Tylko gdzie szukać tego problemu?
Czy w końcu te piloty które posiadam mogą się rozkodować? i czy wtedy jest jakaś procedura kodująca?
A poza tym przy jednym z kluczyków mam doczepiona jakąś blaszkę z przyklejonym papierkiem na którym już nic nie widać i podobnego kształtu plasticzek z jakimś kodem (chyba 5-znakowym). Co to to jest??
plasticzek z jakimś kodem (chyba 5-znakowym). Co to to jest??
To moze byc kod do immo lub kod do programowania pilota, nie chce zgadywac, poczekajmy na obszerniejsze glowy w tym temacie.

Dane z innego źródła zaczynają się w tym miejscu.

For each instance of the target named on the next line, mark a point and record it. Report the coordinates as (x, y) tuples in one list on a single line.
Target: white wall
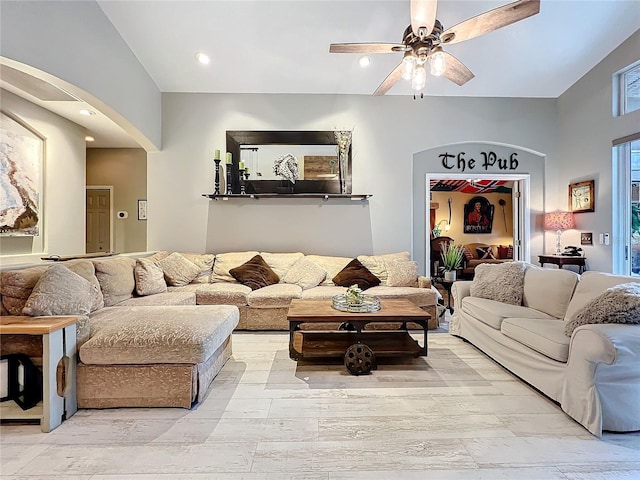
[(387, 132), (63, 214), (76, 42), (586, 129)]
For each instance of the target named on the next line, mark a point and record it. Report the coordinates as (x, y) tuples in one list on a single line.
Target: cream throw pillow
[(377, 264), (305, 273), (619, 304), (402, 273), (59, 291), (502, 282), (149, 278), (178, 271)]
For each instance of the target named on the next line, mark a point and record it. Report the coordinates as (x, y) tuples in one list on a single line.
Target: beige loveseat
[(158, 329), (537, 325)]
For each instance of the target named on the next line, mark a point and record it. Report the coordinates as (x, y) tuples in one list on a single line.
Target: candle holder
[(216, 189), (242, 182), (229, 179)]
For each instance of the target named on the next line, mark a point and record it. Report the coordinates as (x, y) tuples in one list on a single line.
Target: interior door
[(98, 236)]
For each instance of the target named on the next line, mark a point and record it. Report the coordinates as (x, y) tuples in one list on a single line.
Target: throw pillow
[(402, 274), (619, 304), (356, 274), (485, 253), (502, 282), (149, 277), (59, 291), (255, 273), (178, 271), (305, 273)]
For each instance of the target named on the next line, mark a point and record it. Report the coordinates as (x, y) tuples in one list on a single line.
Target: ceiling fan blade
[(490, 21), (456, 71), (366, 47), (390, 81), (423, 14)]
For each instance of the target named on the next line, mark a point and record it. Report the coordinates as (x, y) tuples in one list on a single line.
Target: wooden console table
[(58, 343), (562, 260)]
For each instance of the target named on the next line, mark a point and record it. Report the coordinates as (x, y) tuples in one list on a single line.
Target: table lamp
[(559, 221)]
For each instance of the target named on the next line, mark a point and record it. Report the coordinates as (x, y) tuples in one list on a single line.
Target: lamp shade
[(559, 221)]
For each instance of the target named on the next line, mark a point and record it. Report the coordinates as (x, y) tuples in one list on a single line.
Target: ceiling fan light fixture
[(419, 79), (438, 62)]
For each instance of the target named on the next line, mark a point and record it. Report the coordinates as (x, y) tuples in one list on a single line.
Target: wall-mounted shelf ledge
[(256, 196)]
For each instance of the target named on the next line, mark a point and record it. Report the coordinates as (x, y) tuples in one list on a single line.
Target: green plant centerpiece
[(354, 295), (452, 256)]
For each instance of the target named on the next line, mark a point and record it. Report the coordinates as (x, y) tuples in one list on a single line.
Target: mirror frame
[(238, 138)]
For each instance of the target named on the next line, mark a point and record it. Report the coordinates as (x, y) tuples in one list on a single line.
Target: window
[(628, 90)]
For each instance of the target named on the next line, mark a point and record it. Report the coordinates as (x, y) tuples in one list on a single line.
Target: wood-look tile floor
[(454, 415)]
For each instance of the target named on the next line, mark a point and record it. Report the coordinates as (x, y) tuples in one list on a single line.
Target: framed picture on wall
[(581, 197), (142, 209), (478, 216)]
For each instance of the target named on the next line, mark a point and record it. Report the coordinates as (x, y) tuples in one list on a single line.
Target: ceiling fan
[(423, 40)]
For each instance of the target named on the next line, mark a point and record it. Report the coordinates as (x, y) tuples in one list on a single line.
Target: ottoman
[(153, 356)]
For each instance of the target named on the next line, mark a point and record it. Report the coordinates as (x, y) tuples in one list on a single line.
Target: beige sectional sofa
[(157, 329), (545, 326)]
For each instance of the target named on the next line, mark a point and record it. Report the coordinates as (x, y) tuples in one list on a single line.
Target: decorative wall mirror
[(316, 153)]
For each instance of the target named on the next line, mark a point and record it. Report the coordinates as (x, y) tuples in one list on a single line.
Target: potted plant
[(452, 256)]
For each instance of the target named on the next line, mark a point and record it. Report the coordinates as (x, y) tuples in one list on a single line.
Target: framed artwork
[(21, 159), (581, 197), (478, 216), (142, 209)]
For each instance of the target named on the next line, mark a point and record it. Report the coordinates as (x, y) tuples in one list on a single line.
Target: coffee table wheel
[(359, 359)]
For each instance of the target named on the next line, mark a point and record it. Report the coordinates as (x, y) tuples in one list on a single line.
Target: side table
[(58, 343), (562, 260)]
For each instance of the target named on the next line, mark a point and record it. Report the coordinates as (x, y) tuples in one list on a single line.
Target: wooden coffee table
[(329, 342)]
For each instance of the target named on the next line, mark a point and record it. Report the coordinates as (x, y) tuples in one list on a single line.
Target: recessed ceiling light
[(365, 61), (203, 58)]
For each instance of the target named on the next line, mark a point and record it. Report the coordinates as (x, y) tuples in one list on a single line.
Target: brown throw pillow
[(356, 274), (255, 273)]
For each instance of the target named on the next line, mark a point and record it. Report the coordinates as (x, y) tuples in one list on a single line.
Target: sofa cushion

Puki co, to moge ci zaproponowac, zebys udal sie do jakiegos magika, w celu sprawdzenia pilota, bo czerwona dioda wcale nie swiadczy o poprawnym funkcjonowaniu pilota
_________________ .: Podpis użytkownika wymaga
edycji :.
Pomógł: 28 razy Dołączył: 12 Lip 2007 Posty: 564 Skąd: Wysokie Mazowieckie
Wysłany: Pon Wrz 24, 2007 08:02
Dokładnie tak. Literka plus cztery cyfry. I jest jeszcze taka blaszka ale na niej to już nic nie widać...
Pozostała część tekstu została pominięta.